Kremlin 'banned my political party': Gorbachev
The last leader of the Soviet Union, Mikhail Gorbachev, on Wednesday launched a stinging attack on Russia's ruling elite, claiming the Kremlin had banned him from setting up a political party.
In an interview with Novaya Gazeta newspaper ahead of his 80th birthday on March 2, Gorbachev said he wanted to set up a social democratic party but the Kremlin's chief ideologue Vladislav Surkov warned it would not be registered.
"With my friends, I have an idea to set up a party. When Surkov found out, he asked: 'Why do you need this? In any case, we are not going to register your party'," Gorbachev said.
Surkov, Kremlin first deputy chief of staff, is credited with creating the centralised power system that has marked Russia under the rule of Vladimir Putin as well as coining the phrase "sovereign democracy".
"I replied: we will create a movement," Gorbachev said. "And we created it. But a movement is not a party and does not take part in elections. We need to have a social democratic party that does not depend on the authorities."
He accused the ruling class in Russia of showing indifference to its people and also lashed out at billionaire Roman Abramovich who has built up his fortune while staying well away from politics.
"They (the ruling classes) are rich and debauched. Their ideal is to be something close to Abramovich. I scorn this idea. I am ashamed of this rich debauchery. I am ashamed for us and the country."

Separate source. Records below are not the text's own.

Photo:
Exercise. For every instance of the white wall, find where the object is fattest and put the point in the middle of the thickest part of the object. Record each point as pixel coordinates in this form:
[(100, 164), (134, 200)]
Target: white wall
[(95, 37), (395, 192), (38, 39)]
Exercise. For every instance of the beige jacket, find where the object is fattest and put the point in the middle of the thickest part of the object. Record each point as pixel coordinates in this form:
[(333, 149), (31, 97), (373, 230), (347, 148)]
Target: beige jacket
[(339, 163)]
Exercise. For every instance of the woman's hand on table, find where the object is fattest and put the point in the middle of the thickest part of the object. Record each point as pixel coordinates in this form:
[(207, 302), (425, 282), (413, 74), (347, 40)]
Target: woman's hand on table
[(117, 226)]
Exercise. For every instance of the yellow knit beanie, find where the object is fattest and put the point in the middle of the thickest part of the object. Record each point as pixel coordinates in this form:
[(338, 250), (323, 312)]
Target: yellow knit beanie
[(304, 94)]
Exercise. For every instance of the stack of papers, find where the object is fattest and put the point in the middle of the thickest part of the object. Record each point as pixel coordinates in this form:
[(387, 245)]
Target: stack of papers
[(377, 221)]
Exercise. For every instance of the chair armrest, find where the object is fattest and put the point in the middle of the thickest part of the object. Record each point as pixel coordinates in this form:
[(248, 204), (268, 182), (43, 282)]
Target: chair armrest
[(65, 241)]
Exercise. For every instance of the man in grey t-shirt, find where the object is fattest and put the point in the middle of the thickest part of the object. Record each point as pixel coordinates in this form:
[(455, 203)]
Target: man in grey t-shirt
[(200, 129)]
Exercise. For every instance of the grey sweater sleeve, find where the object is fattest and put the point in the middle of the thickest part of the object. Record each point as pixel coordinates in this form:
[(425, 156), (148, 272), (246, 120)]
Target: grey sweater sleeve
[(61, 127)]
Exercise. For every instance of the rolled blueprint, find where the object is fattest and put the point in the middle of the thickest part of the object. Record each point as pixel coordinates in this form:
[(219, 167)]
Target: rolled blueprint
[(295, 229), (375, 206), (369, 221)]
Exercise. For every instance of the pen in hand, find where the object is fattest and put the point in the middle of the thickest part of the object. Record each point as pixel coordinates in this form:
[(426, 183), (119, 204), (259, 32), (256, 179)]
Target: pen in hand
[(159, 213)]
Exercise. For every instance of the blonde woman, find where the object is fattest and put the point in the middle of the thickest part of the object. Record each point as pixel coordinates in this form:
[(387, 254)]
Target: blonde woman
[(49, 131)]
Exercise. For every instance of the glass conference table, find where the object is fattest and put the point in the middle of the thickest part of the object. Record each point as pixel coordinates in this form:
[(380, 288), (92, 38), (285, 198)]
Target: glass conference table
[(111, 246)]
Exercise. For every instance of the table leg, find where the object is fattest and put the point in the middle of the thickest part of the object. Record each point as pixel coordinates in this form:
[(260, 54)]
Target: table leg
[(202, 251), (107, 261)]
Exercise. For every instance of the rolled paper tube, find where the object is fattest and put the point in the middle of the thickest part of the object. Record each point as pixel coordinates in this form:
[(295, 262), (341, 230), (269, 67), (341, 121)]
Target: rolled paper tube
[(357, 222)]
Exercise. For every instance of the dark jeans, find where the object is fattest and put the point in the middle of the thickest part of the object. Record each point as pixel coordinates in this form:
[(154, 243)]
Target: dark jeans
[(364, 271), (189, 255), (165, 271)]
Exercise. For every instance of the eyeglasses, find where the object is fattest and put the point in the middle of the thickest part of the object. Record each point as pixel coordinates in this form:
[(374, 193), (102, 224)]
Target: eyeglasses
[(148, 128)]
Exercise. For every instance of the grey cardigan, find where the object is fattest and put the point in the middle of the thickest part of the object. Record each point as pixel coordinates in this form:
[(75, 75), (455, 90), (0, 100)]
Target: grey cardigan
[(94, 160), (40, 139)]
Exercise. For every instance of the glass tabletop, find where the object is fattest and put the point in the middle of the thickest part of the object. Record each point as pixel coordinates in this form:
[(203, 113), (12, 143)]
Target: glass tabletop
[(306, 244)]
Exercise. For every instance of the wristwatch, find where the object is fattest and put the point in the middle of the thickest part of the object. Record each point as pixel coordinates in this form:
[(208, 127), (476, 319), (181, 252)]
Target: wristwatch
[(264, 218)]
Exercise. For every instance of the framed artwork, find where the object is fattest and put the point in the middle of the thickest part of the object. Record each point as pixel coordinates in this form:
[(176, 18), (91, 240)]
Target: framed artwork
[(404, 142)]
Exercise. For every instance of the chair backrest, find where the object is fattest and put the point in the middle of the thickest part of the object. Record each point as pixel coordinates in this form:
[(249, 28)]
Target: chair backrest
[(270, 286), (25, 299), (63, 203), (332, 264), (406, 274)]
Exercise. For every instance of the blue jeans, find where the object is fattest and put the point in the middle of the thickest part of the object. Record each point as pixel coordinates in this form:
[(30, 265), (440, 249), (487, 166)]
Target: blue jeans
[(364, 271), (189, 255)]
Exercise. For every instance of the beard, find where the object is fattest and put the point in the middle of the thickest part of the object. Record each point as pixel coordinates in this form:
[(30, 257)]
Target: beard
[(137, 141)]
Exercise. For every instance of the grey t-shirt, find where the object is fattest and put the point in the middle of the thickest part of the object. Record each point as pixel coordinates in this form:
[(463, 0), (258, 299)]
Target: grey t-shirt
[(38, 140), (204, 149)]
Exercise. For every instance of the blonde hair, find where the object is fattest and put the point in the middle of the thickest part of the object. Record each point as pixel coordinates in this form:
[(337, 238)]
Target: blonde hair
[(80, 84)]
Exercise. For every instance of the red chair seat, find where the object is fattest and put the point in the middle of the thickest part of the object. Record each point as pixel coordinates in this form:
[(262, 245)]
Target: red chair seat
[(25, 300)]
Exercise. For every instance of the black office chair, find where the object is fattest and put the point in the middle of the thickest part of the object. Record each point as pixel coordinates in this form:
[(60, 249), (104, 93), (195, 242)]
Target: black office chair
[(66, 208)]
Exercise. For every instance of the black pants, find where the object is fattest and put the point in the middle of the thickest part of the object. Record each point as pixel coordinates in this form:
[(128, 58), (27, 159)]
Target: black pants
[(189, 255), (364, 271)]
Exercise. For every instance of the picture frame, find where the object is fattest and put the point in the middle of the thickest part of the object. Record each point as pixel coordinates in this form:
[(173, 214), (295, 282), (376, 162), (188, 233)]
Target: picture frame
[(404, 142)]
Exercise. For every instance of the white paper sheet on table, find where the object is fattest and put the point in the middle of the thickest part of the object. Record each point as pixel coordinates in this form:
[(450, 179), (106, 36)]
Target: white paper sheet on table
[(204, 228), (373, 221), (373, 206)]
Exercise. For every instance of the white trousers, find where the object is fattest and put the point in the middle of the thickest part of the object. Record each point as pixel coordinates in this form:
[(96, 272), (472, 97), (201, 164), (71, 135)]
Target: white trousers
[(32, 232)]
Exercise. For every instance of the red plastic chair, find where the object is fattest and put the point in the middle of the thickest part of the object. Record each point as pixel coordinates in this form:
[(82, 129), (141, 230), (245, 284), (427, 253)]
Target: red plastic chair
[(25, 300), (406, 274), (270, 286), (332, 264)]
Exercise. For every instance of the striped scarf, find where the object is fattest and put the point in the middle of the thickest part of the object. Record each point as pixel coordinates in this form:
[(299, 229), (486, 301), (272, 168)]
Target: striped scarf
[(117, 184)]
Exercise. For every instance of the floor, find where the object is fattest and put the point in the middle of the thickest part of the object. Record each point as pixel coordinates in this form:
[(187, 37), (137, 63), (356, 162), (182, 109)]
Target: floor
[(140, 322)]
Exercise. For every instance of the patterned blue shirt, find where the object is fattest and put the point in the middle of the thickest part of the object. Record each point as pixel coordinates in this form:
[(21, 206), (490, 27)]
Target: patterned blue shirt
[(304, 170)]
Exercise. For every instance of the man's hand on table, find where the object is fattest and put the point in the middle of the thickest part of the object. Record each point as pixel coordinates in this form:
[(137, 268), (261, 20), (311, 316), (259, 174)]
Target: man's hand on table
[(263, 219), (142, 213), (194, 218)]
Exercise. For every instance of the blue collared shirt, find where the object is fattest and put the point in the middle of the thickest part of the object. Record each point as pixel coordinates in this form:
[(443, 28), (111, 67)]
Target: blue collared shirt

Two decades after the collapse of the Soviet Union, Gorbachev remains a figure more admired in the West than in Russia, where many still blame him for triggering the collapse of a world power.
There is expected to be intense attention on his role in history as he gears up to mark his 80th birthday. Along with tycoon Alexander Lebedev, he is a part owner of the opposition Novaya Gazeta.
In the interview, Gorbachev complained that Russians were forgetting the achievements of his perestroika (rebuilding) and linked it to economic problems.
"Now they are forgetting what was done. They reduce perestroika to our problems, the empty shelves. But it was then that we created the (freedom) people enjoy now when they go to church, get visas, surf the net or buy newspapers," he said.
"And I forgot to mention -- we avoided the catastrophe of a nuclear war. Now no-one seems to particularly remember this."